Here is the code I am currently using:
from PIL import Image
import numpy as np
def save_np_img(np_img, path, name):
"""
To save the image.
:param np_img: numpy_array type image
:param path: string type of the existing path where to save the image
:param name: string type that includes the format (ex:"bob.png")
:return: numpy array
"""
assert isinstance(path, str), 'Path of wrong type! (Must be String)'
assert isinstance(name, str), 'Name of wrong type! (Must be String)'
im = Image.fromarray(np_img)
im.save(path + name)
return np_img
I would like to be able to save images which contain float
values, just like I can currently save int
valued-images.
I get a TypeError
message when I try to save my images which have been transformed through np.divide(img, 255.)

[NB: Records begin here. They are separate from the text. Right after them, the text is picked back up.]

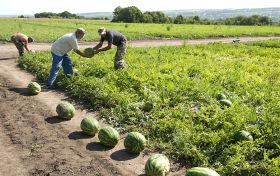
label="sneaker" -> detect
[46,85,55,89]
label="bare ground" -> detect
[0,37,275,176]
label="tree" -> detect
[112,6,144,23]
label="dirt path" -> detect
[0,37,275,176]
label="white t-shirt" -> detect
[51,33,79,56]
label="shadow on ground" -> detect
[0,57,17,60]
[9,87,33,96]
[45,116,68,124]
[111,149,139,161]
[86,142,113,151]
[68,131,94,140]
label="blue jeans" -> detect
[48,53,73,86]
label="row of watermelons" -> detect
[27,82,253,176]
[56,102,223,176]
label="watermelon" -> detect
[124,132,147,153]
[83,48,95,57]
[219,99,232,107]
[56,102,75,120]
[27,81,41,95]
[145,154,170,176]
[98,127,120,147]
[80,116,100,136]
[216,93,227,100]
[234,130,253,141]
[73,68,79,76]
[186,167,220,176]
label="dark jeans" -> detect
[48,53,73,86]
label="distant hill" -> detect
[77,7,280,20]
[77,12,113,19]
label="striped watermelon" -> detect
[219,99,232,107]
[234,130,254,141]
[27,81,41,95]
[56,102,75,120]
[186,167,220,176]
[80,116,100,136]
[98,127,120,147]
[124,132,147,153]
[145,154,170,176]
[216,93,227,100]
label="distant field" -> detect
[0,18,280,42]
[20,40,280,176]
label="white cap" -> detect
[76,28,86,34]
[98,27,106,35]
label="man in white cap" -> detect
[93,27,126,70]
[48,28,86,88]
[11,32,33,56]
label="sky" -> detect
[0,0,280,15]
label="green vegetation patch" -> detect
[20,40,280,176]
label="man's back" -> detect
[101,30,126,46]
[14,32,28,42]
[51,33,79,56]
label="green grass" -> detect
[20,40,280,176]
[0,18,280,42]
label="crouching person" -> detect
[93,27,127,70]
[48,28,86,88]
[11,32,33,56]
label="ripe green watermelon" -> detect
[219,99,232,107]
[234,130,253,141]
[98,127,120,147]
[27,81,41,95]
[83,48,95,57]
[145,154,170,176]
[186,167,220,176]
[73,68,79,76]
[216,93,227,100]
[124,132,147,153]
[56,102,75,120]
[80,116,100,136]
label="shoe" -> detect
[46,85,55,89]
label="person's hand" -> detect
[94,50,99,54]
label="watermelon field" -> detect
[16,39,280,176]
[0,18,280,42]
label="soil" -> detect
[0,37,275,176]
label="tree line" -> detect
[34,11,85,19]
[112,6,273,25]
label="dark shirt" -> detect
[101,30,126,46]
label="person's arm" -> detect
[23,41,30,52]
[93,40,103,50]
[73,49,90,58]
[96,42,112,53]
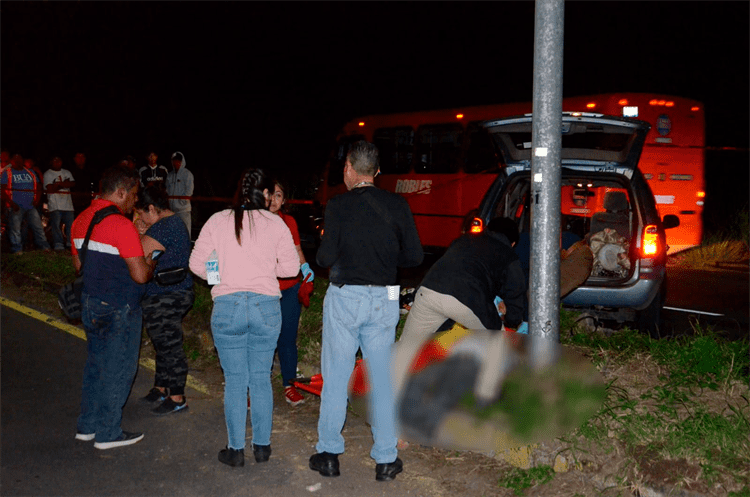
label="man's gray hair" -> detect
[347,140,379,176]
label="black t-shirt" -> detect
[138,166,169,188]
[422,231,526,330]
[316,187,424,286]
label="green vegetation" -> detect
[0,250,75,285]
[564,327,750,495]
[498,465,555,495]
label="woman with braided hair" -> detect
[190,169,300,466]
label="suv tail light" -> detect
[469,217,484,233]
[641,224,663,258]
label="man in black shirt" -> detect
[310,141,423,481]
[394,218,526,406]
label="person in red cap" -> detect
[268,180,315,406]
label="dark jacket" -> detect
[316,187,424,286]
[422,231,526,330]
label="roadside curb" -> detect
[0,296,209,395]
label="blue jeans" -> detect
[277,283,302,387]
[78,293,141,442]
[211,292,281,449]
[8,207,49,253]
[49,211,75,250]
[315,285,399,464]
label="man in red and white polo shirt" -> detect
[71,166,155,449]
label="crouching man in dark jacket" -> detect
[393,218,526,406]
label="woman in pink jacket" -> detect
[190,169,300,466]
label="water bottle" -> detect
[206,250,221,285]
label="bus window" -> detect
[328,135,365,186]
[464,121,498,173]
[372,126,414,174]
[414,124,463,174]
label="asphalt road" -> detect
[0,305,427,497]
[662,266,750,338]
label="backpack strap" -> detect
[78,205,122,275]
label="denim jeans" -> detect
[8,207,49,253]
[49,211,75,250]
[78,293,141,442]
[277,283,302,387]
[211,292,281,449]
[315,285,399,464]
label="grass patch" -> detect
[497,465,555,495]
[0,250,75,285]
[566,322,750,488]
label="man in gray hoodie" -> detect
[167,152,194,236]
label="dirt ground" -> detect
[0,275,747,497]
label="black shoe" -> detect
[253,444,271,462]
[219,447,245,468]
[151,397,188,416]
[375,457,404,481]
[310,452,341,476]
[141,387,169,404]
[94,431,143,450]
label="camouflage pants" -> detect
[141,289,193,395]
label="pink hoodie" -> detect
[190,209,299,299]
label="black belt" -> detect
[330,283,388,288]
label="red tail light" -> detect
[641,224,662,257]
[469,217,484,233]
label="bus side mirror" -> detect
[662,214,680,230]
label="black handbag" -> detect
[57,205,120,320]
[154,267,187,286]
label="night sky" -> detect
[0,0,750,209]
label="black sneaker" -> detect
[151,397,188,416]
[253,444,271,462]
[219,447,245,468]
[94,431,143,450]
[375,457,404,481]
[310,452,341,476]
[141,387,169,404]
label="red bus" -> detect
[316,93,705,252]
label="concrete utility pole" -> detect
[529,0,565,369]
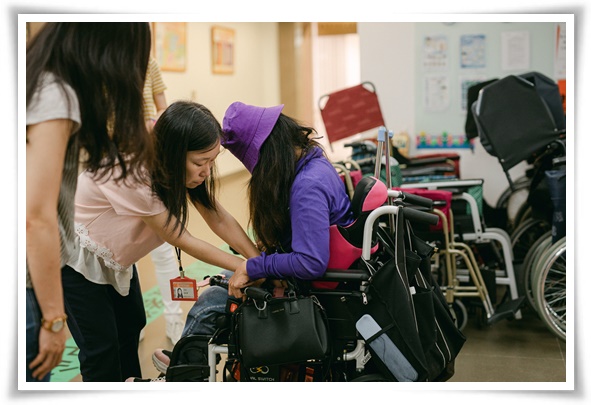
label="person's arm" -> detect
[154,92,168,121]
[26,119,72,378]
[196,202,260,258]
[142,211,244,270]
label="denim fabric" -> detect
[182,270,234,337]
[62,266,146,382]
[27,288,51,382]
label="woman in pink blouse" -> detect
[62,101,259,381]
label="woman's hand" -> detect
[228,260,265,298]
[29,328,67,379]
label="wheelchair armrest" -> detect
[316,269,369,281]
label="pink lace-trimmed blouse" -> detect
[68,172,166,295]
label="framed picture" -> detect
[152,22,187,72]
[211,26,235,74]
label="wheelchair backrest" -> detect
[312,176,388,289]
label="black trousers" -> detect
[62,265,146,382]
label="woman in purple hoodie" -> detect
[134,102,353,382]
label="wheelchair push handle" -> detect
[388,190,433,210]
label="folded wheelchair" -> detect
[166,177,465,382]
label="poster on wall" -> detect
[424,75,449,111]
[153,22,187,72]
[211,27,235,74]
[423,35,448,72]
[501,31,530,70]
[460,35,486,69]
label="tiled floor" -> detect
[57,169,567,383]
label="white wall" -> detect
[162,22,280,176]
[358,22,554,205]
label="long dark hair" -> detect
[27,22,154,178]
[248,114,321,251]
[151,101,222,234]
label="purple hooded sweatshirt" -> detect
[246,148,353,280]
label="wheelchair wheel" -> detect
[532,237,566,340]
[511,218,552,263]
[449,299,468,331]
[515,231,552,312]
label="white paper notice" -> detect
[501,31,530,70]
[424,75,449,111]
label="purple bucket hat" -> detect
[222,101,284,173]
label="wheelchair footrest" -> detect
[487,297,525,325]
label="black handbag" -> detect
[233,287,329,367]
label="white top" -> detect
[26,73,81,287]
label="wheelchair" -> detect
[166,177,465,382]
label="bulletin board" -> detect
[413,22,561,149]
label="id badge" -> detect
[170,277,197,301]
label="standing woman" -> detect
[26,22,153,381]
[62,101,259,382]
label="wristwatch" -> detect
[41,315,68,333]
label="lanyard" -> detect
[174,246,185,278]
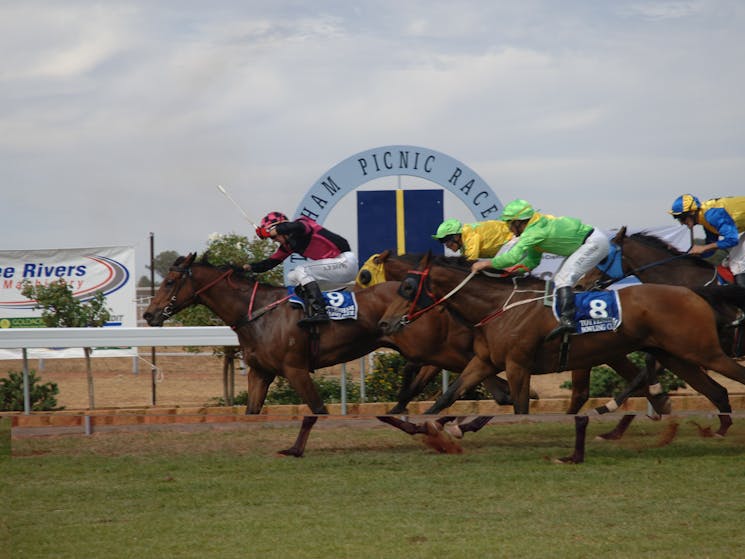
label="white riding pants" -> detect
[287,252,359,290]
[554,229,610,289]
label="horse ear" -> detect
[421,250,432,268]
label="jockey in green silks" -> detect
[471,199,610,340]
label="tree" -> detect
[21,279,111,409]
[171,233,284,405]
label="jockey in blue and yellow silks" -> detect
[669,194,745,287]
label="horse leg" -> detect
[557,415,590,464]
[595,354,670,441]
[424,356,495,414]
[277,415,318,458]
[482,375,516,406]
[507,359,530,414]
[376,415,427,435]
[246,367,275,415]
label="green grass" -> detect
[0,418,745,559]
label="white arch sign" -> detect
[294,145,503,223]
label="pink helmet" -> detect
[256,212,289,239]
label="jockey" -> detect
[243,212,357,326]
[669,194,745,287]
[432,219,513,260]
[471,200,610,340]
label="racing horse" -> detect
[582,226,742,357]
[356,250,670,430]
[143,253,506,457]
[380,254,745,462]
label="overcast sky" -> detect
[0,0,745,276]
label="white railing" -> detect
[0,326,239,414]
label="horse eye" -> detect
[398,278,417,299]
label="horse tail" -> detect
[693,285,745,319]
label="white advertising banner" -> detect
[0,247,137,359]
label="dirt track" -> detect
[0,348,745,410]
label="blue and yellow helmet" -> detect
[669,194,701,217]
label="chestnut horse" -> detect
[143,254,507,456]
[380,255,745,461]
[357,250,670,430]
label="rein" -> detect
[595,247,690,289]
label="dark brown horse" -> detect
[357,250,670,424]
[580,226,745,438]
[380,255,745,461]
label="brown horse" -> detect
[357,250,670,426]
[143,254,506,456]
[582,227,743,357]
[380,255,745,461]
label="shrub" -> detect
[0,371,63,411]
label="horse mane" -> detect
[629,233,713,269]
[190,251,281,287]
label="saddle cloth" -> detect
[287,286,357,320]
[552,291,621,334]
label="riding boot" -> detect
[298,281,330,326]
[546,287,577,341]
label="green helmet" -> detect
[502,199,535,221]
[432,219,463,240]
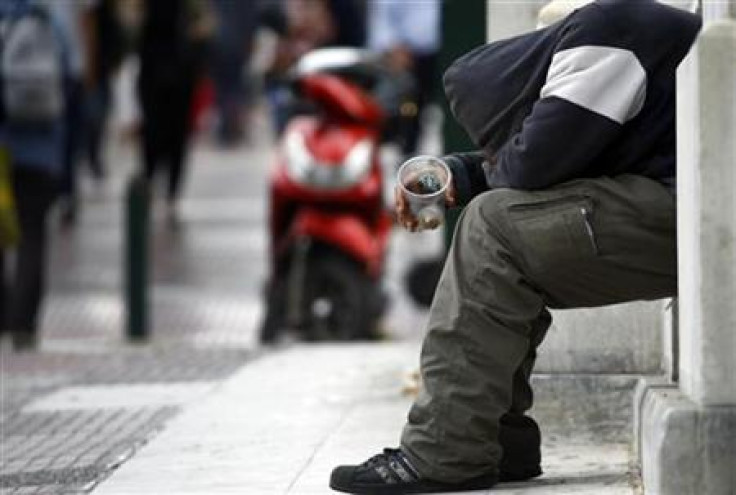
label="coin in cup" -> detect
[398,156,452,230]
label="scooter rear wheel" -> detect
[299,250,381,341]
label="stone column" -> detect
[637,15,736,495]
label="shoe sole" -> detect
[330,477,497,495]
[498,466,543,483]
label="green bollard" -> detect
[124,175,150,341]
[440,0,487,249]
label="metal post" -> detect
[440,0,487,247]
[124,175,150,341]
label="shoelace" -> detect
[362,448,419,481]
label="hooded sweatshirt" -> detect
[444,0,701,203]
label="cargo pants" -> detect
[401,175,677,482]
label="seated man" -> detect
[330,0,700,494]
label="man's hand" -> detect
[394,181,456,232]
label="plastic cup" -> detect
[398,156,452,231]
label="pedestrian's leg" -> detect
[167,76,195,205]
[401,191,548,482]
[498,312,552,481]
[402,176,677,482]
[8,167,54,349]
[138,80,166,183]
[61,79,86,225]
[0,248,9,337]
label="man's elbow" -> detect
[489,167,557,191]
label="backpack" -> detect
[0,4,64,125]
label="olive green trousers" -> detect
[401,175,677,482]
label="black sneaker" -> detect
[330,449,498,495]
[498,414,542,481]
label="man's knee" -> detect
[464,189,515,232]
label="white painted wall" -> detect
[677,20,736,405]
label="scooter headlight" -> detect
[284,132,373,190]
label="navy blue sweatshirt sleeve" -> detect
[442,151,489,206]
[488,8,647,190]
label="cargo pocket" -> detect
[509,195,600,273]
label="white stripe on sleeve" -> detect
[540,46,647,124]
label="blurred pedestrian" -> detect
[261,0,365,134]
[84,0,127,178]
[0,0,70,351]
[211,0,258,146]
[138,0,214,220]
[368,0,441,155]
[48,0,101,225]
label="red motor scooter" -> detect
[260,48,408,342]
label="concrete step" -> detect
[94,343,635,495]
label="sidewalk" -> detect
[94,343,633,495]
[0,112,439,495]
[0,112,635,495]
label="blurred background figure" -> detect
[211,0,258,146]
[0,0,68,351]
[367,0,441,155]
[138,0,215,220]
[49,0,102,226]
[261,0,365,135]
[84,0,129,182]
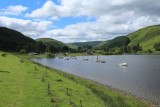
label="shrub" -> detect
[153,42,160,51]
[20,49,27,54]
[45,52,54,58]
[1,53,7,57]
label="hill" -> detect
[66,43,78,49]
[127,25,160,50]
[95,36,130,50]
[0,27,35,51]
[36,38,67,49]
[68,41,102,47]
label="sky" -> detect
[0,0,160,43]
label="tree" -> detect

, and thus when trying to save numpy_arrays which contain floats.
(You can suggest other librairies, too.)
NOTE: The values, when not integers between 0 and 255, are floats between 0 and 1. It is crucial for me to remain as lossless as possible. My initial thought was that I could simply use np.multiply(img, 255)
but I wasn't sure if that would lose some precision (nor if it would return integers, actually).
EDIT: Basically, is this method a lossless convertion? That is, if I had a numpy_array of ints
, divided it by 255.
, and then reconverted into ints
, am I losing information? If so, how to avoid that?